Faculty of Agricultural Sciences, University of Hohenheim, 70599 Stuttgart, GERMANY.
Adults of the codling moth, Cydia pomonella L. (Lepidoptera, Tortricidae), live on host plant surfaces, differing considerably in their structural, chemical, and physicochemical characteristics according to host plant species, cultivar, plant organ (e.g. upper/lower leaf sides, fruits), phenological stage, environmental conditions, and orchard management practices. This large, variable world provided by plant surfaces can profoundly affect directly and indirectly many aspects of insect–plant interactions, such as attachment, locomotion, oviposition site selection, egg adhesion, and also survival of adults and their offsprings.

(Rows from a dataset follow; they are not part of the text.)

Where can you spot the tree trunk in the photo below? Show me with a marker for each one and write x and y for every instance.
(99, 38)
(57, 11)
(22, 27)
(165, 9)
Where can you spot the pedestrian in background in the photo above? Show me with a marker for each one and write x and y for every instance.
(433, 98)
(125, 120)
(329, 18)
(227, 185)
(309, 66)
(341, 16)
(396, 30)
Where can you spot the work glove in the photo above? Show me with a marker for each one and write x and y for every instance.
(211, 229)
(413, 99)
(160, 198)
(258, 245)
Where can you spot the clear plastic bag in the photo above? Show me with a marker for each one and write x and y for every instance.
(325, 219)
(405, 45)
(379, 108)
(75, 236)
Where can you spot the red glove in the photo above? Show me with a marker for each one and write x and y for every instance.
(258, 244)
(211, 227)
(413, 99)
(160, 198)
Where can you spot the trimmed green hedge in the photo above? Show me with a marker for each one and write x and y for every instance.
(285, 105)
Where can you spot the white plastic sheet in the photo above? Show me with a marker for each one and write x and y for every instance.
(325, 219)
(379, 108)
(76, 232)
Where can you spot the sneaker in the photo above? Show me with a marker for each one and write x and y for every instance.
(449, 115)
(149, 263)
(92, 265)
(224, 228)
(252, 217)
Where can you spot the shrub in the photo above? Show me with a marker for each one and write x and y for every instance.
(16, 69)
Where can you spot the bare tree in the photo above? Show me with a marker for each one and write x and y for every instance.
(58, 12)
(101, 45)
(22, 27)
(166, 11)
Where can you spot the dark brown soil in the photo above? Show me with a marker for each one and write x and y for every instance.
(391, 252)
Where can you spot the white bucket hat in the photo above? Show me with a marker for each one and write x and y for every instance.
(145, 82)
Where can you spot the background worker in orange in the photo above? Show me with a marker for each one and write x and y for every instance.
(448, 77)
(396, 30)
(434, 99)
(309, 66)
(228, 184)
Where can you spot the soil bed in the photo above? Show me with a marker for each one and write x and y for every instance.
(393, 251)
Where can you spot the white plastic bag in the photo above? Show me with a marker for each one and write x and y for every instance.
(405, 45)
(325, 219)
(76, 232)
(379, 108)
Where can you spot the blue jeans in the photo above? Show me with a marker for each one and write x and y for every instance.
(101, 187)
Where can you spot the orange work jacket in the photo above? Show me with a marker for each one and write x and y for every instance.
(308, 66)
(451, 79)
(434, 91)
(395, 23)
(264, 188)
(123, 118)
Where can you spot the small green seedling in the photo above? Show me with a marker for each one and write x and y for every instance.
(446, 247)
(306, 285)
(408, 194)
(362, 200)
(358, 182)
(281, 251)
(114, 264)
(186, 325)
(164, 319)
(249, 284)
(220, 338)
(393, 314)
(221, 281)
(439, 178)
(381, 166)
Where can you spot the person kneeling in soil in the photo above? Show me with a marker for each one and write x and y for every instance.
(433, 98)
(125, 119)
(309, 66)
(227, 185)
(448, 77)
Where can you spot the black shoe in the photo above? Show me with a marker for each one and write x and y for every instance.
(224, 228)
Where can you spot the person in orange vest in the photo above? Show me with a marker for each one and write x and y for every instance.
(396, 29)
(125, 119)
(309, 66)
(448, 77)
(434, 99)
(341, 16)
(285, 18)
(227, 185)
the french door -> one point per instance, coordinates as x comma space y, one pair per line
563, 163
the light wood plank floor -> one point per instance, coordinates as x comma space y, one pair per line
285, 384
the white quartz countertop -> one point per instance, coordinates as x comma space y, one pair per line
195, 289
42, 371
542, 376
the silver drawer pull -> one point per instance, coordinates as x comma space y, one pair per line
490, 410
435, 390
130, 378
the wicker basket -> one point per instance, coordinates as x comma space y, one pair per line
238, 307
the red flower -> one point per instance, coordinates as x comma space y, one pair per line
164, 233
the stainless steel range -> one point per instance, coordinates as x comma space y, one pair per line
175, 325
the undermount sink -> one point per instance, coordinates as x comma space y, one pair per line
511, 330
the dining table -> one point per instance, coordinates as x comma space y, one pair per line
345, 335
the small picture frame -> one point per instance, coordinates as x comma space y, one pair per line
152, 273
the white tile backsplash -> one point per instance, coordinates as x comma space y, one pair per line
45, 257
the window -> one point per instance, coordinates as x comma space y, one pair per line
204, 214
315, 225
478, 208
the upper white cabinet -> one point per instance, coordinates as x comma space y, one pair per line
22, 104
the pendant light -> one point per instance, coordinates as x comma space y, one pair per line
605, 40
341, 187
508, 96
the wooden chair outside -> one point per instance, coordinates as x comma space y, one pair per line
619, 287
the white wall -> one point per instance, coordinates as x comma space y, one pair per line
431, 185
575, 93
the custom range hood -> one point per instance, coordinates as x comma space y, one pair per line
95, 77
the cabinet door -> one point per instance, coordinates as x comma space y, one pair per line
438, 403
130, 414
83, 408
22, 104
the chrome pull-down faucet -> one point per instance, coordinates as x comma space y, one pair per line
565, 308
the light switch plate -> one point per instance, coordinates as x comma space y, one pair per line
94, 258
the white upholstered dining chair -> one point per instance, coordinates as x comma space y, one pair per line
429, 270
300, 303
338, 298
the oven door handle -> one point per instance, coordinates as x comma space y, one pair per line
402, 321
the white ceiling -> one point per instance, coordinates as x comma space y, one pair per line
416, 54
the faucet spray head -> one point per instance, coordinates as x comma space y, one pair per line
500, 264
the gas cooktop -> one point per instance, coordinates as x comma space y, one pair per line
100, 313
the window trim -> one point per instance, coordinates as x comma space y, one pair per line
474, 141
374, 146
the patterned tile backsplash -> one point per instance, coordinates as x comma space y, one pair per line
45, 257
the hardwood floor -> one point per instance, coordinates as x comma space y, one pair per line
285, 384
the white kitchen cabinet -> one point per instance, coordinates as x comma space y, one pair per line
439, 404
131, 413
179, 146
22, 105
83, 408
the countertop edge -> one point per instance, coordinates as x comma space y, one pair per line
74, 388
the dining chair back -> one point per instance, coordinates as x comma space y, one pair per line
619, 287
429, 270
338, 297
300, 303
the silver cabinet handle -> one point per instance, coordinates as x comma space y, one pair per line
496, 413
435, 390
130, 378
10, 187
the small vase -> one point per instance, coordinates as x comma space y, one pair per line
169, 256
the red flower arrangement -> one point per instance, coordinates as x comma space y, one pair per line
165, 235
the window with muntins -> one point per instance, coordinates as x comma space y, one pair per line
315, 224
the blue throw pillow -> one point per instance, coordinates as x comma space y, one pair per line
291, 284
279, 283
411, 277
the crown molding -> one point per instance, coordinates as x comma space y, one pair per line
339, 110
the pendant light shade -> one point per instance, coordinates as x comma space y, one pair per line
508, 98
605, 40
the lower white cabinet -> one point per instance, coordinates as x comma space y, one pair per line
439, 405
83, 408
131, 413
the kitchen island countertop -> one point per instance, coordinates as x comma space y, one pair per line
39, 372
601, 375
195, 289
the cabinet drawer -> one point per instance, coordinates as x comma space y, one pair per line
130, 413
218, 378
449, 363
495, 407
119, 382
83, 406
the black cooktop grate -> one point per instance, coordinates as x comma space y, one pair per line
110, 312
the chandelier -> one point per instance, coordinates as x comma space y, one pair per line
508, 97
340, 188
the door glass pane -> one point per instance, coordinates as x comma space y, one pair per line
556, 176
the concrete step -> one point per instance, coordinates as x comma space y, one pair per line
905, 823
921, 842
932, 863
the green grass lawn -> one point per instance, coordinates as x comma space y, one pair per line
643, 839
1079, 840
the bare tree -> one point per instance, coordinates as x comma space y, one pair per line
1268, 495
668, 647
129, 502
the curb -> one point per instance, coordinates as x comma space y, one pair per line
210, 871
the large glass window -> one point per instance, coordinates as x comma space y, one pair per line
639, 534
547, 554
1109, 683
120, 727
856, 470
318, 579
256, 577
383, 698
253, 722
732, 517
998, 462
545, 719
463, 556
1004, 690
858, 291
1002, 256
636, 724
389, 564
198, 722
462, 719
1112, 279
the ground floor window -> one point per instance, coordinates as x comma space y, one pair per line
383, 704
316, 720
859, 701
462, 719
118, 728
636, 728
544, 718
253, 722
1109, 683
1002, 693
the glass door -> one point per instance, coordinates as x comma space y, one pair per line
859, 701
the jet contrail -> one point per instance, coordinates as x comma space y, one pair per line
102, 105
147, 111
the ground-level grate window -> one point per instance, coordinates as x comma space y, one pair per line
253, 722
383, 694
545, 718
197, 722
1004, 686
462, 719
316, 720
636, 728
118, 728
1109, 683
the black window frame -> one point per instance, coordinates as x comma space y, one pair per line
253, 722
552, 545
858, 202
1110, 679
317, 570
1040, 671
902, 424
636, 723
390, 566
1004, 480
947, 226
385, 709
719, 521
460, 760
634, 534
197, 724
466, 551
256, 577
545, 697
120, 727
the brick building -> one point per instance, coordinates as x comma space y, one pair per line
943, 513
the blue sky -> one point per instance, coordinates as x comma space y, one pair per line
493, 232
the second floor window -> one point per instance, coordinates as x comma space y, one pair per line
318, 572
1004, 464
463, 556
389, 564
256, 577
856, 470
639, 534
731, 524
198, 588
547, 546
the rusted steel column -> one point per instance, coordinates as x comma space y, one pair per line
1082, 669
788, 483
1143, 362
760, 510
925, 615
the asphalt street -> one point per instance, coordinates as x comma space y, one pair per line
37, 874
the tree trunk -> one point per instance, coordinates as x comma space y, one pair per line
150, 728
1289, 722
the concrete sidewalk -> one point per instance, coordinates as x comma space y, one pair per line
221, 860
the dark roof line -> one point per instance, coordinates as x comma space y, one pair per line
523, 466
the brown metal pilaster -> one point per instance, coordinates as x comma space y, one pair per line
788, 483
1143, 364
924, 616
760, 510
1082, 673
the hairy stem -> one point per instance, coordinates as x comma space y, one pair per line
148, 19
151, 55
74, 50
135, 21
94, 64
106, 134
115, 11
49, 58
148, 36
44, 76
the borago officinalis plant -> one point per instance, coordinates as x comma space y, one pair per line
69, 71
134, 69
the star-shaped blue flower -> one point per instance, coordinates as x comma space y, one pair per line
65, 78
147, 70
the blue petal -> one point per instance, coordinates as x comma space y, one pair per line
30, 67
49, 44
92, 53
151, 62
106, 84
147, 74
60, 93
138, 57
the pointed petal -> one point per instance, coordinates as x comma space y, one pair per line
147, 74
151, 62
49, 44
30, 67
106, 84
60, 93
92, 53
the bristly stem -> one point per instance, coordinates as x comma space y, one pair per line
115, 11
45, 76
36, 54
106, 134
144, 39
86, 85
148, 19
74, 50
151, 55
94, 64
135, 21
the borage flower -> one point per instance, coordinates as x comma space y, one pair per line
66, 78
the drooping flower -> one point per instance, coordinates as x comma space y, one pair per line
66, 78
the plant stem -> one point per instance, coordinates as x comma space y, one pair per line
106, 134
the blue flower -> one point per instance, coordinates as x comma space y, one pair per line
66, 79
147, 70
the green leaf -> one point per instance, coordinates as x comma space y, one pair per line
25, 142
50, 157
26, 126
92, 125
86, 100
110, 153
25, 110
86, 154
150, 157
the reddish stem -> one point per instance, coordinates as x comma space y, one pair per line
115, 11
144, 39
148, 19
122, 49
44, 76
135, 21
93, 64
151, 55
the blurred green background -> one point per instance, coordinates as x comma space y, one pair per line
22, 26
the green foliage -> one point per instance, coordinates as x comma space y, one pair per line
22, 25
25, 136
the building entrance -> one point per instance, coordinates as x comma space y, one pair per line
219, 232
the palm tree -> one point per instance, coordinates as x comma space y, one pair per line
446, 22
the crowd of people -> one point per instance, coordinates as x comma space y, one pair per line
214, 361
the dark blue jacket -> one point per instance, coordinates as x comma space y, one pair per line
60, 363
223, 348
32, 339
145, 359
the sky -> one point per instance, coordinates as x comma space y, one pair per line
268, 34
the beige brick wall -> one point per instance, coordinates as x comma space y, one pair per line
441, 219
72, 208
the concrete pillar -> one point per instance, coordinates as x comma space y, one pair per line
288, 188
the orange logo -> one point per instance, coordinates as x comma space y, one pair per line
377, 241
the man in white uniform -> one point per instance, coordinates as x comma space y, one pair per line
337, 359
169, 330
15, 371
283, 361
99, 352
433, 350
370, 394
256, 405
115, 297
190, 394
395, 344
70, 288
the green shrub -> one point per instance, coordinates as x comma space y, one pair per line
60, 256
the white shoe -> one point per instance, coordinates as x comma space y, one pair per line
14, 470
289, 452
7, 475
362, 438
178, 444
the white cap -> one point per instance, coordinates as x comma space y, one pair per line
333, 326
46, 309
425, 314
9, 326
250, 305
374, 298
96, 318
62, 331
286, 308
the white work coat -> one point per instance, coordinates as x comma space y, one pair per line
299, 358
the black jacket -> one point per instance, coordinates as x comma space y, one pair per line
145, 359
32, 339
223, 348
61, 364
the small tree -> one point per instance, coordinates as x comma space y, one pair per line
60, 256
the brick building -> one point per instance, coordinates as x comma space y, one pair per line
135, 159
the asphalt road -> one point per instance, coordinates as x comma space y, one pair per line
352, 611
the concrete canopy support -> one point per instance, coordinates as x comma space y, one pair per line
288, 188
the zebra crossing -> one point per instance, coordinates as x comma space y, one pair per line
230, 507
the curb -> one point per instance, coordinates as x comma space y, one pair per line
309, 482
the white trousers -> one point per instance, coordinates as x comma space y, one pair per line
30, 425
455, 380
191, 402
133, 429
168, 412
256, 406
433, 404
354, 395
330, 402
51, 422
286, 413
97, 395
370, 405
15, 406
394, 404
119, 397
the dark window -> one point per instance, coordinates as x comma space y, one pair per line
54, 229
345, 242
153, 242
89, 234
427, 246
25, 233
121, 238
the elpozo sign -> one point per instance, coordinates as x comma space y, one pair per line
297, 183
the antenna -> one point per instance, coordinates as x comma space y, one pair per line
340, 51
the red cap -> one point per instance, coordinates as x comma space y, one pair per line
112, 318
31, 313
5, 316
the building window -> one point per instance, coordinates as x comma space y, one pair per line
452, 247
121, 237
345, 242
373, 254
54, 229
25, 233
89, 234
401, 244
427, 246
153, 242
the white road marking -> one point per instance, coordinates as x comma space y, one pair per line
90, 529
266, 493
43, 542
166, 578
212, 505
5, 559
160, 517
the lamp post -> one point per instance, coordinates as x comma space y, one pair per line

Despite their importance, little attention has been given to the structural and wetting properties of the codling moth’s host plant surface and their effect on insect–plant interactions of this important pest. Therefore, studies in this thesis were undertaken to investigate the effect of structural and physicochemical characteristics of the substrate on two main codling moth-plant interactions: (1) the attachment ability of adults, and (2) the adhesion of their eggs.
The first part of this thesis was performed to (1) analyze tarsal morphology of male and female C. pomonella to know more about their pretarsal attachment devices, and (2) to investigate their attachment ability on a variety of smooth and rough substrates, using a centrifugal force device. On all smooth artificial substrates tested, both sexes of C. pomonella adults achieved excellent attachment ability, by means of their smooth, flexible and well developed arolia. Hydrophobicity of the substrate had no considerable effect on friction forces. Cydia pomonella females showed a very good attachment ability to the smooth Plexiglas® substrate in both positions: horizontally (friction forces were 11 times their own body weight), and vertically (adhesion forces were 7 times their own body weight). Thus, it can be concluded that the attachment system of C. pomonella is rather robust against physicochemical properties of the substrate and is able to achieve a very good attachment on vertical and horizontal plant surfaces.
Results on the epoxy resin substrates (six substrates made of polymerized Spurr resin, differing only in surface asperity size: 0 μm, 0.3 μm, 1 μm, 3 μm, 9 μm, and 12 μm) revealed that the attachment ability of both sexes was significantly affected by surface roughness. Maximal friction force was measured on the smooth substrate whereas minimal friction force was assessed on microrough substrates with 0.3 μm and 1.0 μm size of asperities. On the remaining rough substrates, friction forces were significantly higher but still lower than on the smooth substrate. It is worth to note that both sexes generated similar friction forces on the same substrate (for all smooth or rough substrates tested), in spite of the considerable difference in their body mass, suggesting that both sexes attach effectively to variable rough plant surfaces in their habitat. However, since smooth surfaces have been reported previously to be the most favorable substrates for ovipositing females of C. pomonella, it is possible that they use their attachment system to sense the substrate texture and prefer those substrates to which their arolia attach the best.
A better survival of the codling moth offspring is assumed to be ensured by the selection of suitable oviposition sites by females, as well as by a proper adhesion of deposited eggs to these sites. In apple orchards, eggs of the first generation of the codling moth are laid on leaf surfaces in the vicinity to small fruits, later in the growing season, most eggs are deposited directly on fruits. In the second part of this thesis, egg adhesion of the codling moth to different leaf and fruit surfaces of the domestic apple, Malus domestica Borkh., was investigated by measuring the pull-off force required to detach the eggs from the plant surface. Morphological and physicochemical properties (wettability, free surface energy) of the tested plant surfaces were analyzed to evaluate their role in egg adhesion. Furthermore, eggs and their adhesives covering leaf or fruit surfaces were visualized. Eggs on the smooth upper leaf sides of the tested cultivars were easily detached, requiring similar pull-off forces (total average of 6.0 mN). Up to 2-3 times stronger pull-off forces had to be applied to detach eggs from the trichome-covered lower leaf side (total average of 17.1 mN), and these forces differed significantly between cultivars, owing mainly to different trichome covered areas. Whereas on the waxy fruit surface of all apple cultivars tested, eggs were very tightly adhered, and required 4-10 fold stronger pull-off forces than those previously measured on upper and lower leaf surfaces of the identical apple cultivars (total average of 63.9 mN). Cydia pomonella eggs adhered stronger on the upper and middle fruit sections of all cultivars tested, than on the lower section.
The influence of plant surface properties on egg adhesion, as well as the mechanisms used by the moth to overcome the presumable anti-adhesive properties of apple fruit surfaces, were discussed. Additionally, the results were debated in the context of the oviposition site selection, female attachment, as well as offspring survival of the first, second and third generations of the codling moth.